I’ve recently been digging through the internet looking for data on plant traits (things like seed mass, SLA, etc.). I thought this would be relatively simple given the recent push towards open-access data repositories and the arrival of ‘big data ecology‘. Data repositories like Dryad or The Knowledge Network for Biocomplexity aim to make finding raw data easy. Other websites, like TraitNet, LEDA, or TRY aim to compile all of the existing data on a particular subject (like plant traits) into a single location, vet the data, standardize collection practices, and provide the data for use. Other institutions, like NCEAS, appear to have requirements that the data be made publicly available and have their own public, searchable repository.

My question is: After trying unsuccessfully for several days to actually get any of this data, what does open access data really mean? Personally, I pictured a searchable database that would pull up data related to your search terms, provide metadata to determine if the data is useful, and then you click download and *poof*, data on your hard drive. This turned out to be pretty rare.

Some of those databases contain no data, they simply provide links to other databases. Data from Dryad or KNB is spotty: sometimes you can download it, sometimes its listed but not publicly available, sometimes it takes you to another website which asks for a login ID and requires author permission to use. That last bit is common: Data is posted, you are then redirected to a secondary website, requiring a login to access, possibly requiring author permission to use (which requires emailing the author and getting a response), and then, sometimes, requiring uploading data of your own (i.e. TRY), which is hard for people concentrating on meta-analyses.

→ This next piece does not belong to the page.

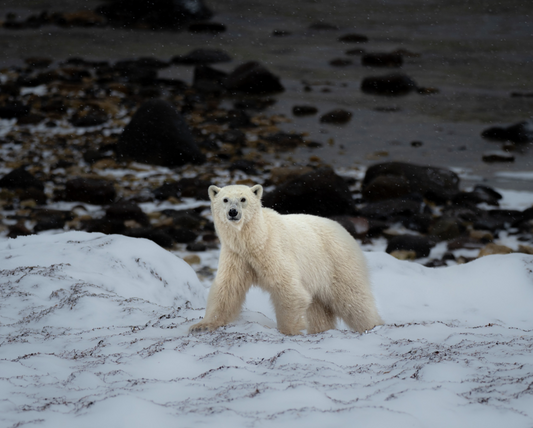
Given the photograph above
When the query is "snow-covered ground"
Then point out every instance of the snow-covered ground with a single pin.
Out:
(93, 332)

I guess my complaint is just that, when I saw open-access databases, I imagined searching, browsing, and downloading. It really seems like we’re not quite there yet, there are still dozens of hoops to jump through that make actually getting your hands on the data difficult. One could argue that the author of the data should always have a final say as to whether the data is downloaded. In effect, they do. By uploading the data, the authors are implicitly acknowledging that they have gotten their publications from the data, and while they might still make use of it, its available for anyone else. If the data is still being worked, the authors can always choose not to upload it.

I like the premise of open-access data a lot (its why I make all my data and code available on my website), but I don’t think we’ve quite gotten the spirit of it yet.

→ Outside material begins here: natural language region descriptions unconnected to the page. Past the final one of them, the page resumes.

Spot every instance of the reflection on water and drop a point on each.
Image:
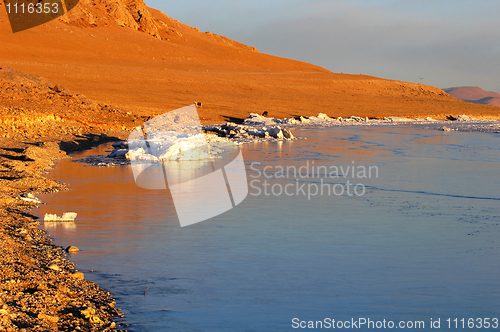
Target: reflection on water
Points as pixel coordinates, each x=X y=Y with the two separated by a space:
x=52 y=225
x=421 y=243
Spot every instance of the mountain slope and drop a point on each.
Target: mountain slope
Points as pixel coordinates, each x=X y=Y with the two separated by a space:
x=124 y=53
x=474 y=94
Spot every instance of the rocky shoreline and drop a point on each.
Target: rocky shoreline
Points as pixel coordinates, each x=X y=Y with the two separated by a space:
x=40 y=288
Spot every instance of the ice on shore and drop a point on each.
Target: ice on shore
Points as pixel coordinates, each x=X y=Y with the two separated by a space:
x=66 y=217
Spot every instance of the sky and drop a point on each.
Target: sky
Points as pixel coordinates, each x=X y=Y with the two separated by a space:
x=447 y=43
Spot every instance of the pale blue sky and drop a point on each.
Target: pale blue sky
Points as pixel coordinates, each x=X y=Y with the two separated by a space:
x=448 y=42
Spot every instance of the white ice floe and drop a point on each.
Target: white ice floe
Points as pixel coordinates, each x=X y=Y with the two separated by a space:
x=245 y=133
x=184 y=146
x=66 y=217
x=323 y=120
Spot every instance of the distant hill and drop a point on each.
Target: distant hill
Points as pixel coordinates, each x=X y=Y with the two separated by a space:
x=474 y=94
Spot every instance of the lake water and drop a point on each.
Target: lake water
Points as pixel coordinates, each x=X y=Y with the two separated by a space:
x=420 y=242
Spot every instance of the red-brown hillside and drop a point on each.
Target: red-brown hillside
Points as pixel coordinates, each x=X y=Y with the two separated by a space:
x=124 y=53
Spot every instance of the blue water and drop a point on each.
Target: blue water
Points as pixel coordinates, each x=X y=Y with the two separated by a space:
x=421 y=243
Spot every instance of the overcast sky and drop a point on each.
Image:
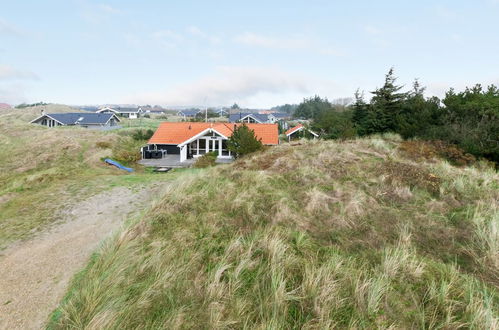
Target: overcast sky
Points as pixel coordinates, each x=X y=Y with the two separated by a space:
x=255 y=53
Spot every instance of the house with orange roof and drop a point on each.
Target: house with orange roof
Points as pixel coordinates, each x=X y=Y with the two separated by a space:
x=300 y=131
x=190 y=140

One thought on “What Does Open-Access Data Really Mean?

  1. It sounds like you’re describing DataONE. It (in theory) provides exactly what you’re looking for – a distributed network of data providers (including KNB and hopefully soon Dryad) that can be searched from a central location to get the data and metadata easily onto your hard drive. But you’re right, in practice we’re not quite there yet – for some types of data, this is a reality right now, but others are still a few years off. Plant trait data is a particularly unfortunate example where a lot of the data just isn’t being shared right now by those who “own” it. Still, I think we’re headed in the right direction.

    I know a lot of people are interested in a truly open, comprehensive plant trait database. Reach out on Twitter and I’m sure you’ll find many others struggling with the same problem.